The news guidelines document said the government wanted to highlight "victories and achievements".
It included a nine-point list of the kind of news that companies should supply. It asked, for example, for stories about business units "where it's possible to say that state support helped lift them out of crisis, restored modern production, and re-equipped them with new equipment and gave work to local residents".
Examples given of the kind of events of interest to the government from elsewhere in the corporate world included state lender Sberbank hiring 700 people in the Volga river city of Togliatti, a festival funded by a company in Kaliningrad region for young people with hearing difficulties and a sports centre being opened in Cherkessk, southern Russia.
The document also held up the case of Yevgeny Kosmin as an example of a positive news story, a miner in western Siberia whose team extracted 1.6 million tonnes of coal in July this year, a monthly record.
That carried echoes of Alexey Stakhanov, a miner who in 1935 extracted almost 15 times more coal during a shift than his quota required. Communist propaganda held Stakhanov up as a symbol of Soviet industrial prowess.
The instructions stipulated that companies should submit positive news stories every week - on the Monday, or Tuesday morning at the latest.
They said the companies should present their items in the format of a table, with new additions highlighted in a coloured font, and accompanied by a press release that could be passed on to journalists with minimal editing from government officials.
The document also required each company to provide a contact person who could provide extra information to journalists, tell TV news crews how to reach the venue to report on an event, and organise access for news crews to the company's sites.
Reuters was not able to establish if the Kremlin had made similarly specific demands of companies in the past.
Putin has not yet declared his intention to seek re-election.
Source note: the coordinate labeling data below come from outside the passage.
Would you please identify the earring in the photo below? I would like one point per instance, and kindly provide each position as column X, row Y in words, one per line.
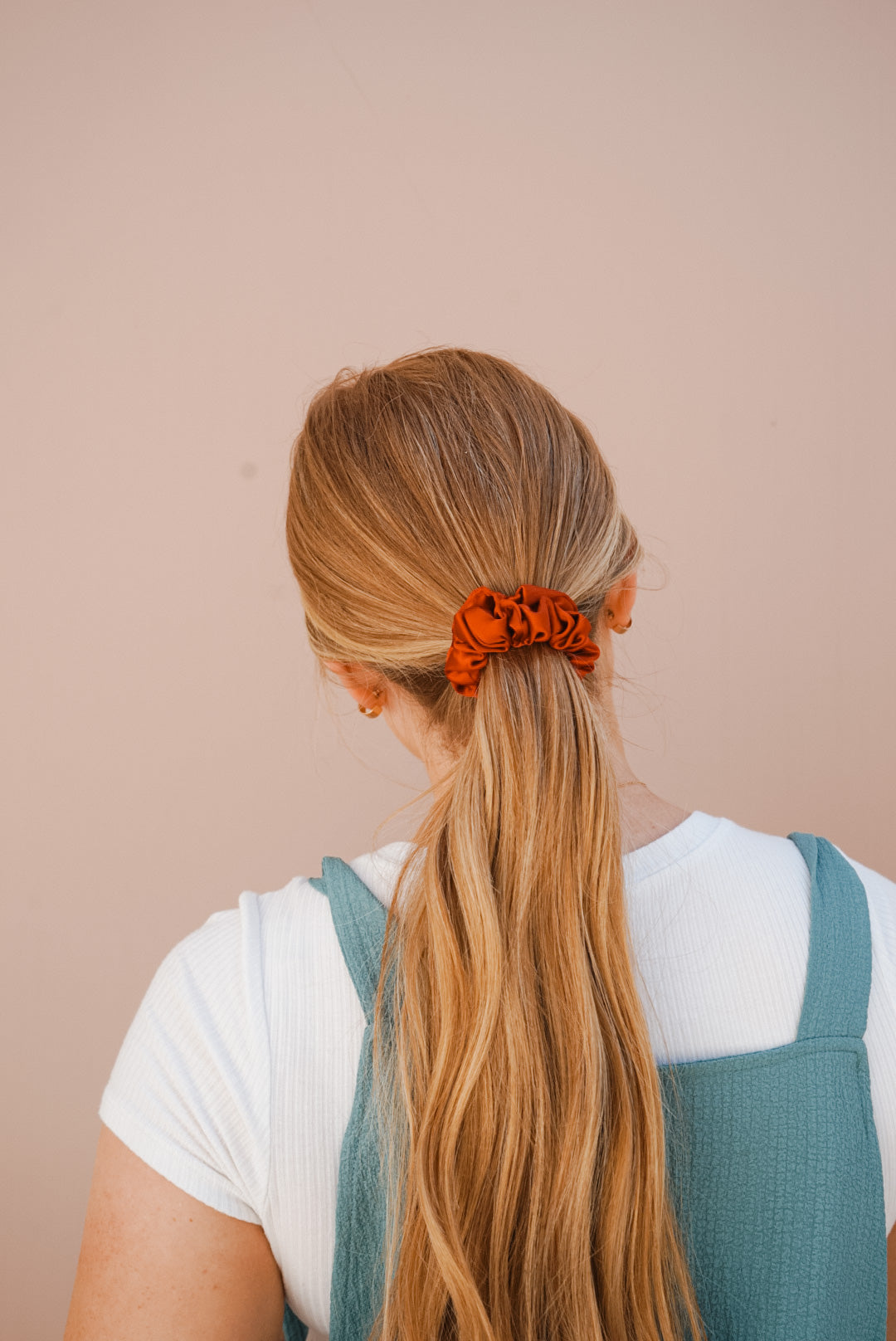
column 624, row 628
column 376, row 710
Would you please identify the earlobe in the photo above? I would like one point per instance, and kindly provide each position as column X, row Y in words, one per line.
column 619, row 604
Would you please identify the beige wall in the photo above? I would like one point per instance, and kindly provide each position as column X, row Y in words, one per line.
column 679, row 216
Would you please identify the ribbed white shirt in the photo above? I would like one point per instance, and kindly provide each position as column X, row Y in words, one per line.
column 236, row 1077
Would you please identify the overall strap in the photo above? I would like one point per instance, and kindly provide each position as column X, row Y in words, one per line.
column 360, row 923
column 839, row 974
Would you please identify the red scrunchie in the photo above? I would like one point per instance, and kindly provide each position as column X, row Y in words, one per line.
column 489, row 622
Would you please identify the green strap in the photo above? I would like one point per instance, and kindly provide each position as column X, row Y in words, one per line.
column 835, row 1002
column 360, row 923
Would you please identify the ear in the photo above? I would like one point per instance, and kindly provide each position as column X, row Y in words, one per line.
column 620, row 601
column 356, row 679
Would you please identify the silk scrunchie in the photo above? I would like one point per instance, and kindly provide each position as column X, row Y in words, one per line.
column 489, row 622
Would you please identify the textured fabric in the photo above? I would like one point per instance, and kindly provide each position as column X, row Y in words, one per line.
column 489, row 622
column 237, row 1073
column 773, row 1155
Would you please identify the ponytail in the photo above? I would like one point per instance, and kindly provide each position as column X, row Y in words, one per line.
column 515, row 1082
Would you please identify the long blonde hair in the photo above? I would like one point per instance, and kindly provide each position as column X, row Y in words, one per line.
column 519, row 1096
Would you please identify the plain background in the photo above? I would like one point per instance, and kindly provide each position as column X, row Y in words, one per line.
column 680, row 217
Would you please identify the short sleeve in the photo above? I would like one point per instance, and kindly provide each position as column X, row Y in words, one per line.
column 189, row 1092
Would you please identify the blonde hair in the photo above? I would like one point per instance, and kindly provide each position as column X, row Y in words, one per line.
column 517, row 1088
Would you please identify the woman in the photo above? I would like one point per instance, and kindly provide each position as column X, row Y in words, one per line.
column 567, row 1064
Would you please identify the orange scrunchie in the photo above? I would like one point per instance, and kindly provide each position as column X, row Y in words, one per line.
column 489, row 622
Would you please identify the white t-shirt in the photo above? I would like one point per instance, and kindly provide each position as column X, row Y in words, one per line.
column 236, row 1077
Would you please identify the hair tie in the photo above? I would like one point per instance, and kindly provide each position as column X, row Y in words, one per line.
column 489, row 622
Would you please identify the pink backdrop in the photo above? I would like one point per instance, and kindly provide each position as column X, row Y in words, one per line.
column 679, row 216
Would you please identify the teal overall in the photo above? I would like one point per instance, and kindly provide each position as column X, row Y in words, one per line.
column 773, row 1156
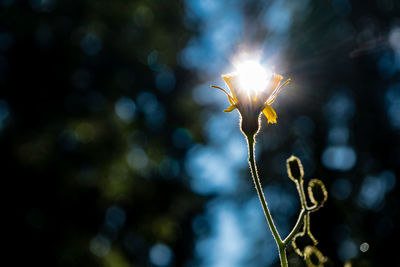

Most Kremlin observers say he will. Opinion polls show he will win comfortably, with many voters crediting him with restoring national pride.
The Kremlin's biggest headache with the election, scheduled for next March, is ensuring a strong turnout, say many political analysts.
With the economy weak and many people viewing the result as a foregone conclusion, voters may be tempted to stay away from polling stations. A low turnout could undermine Putin's legitimacy in his next term, the analysts say.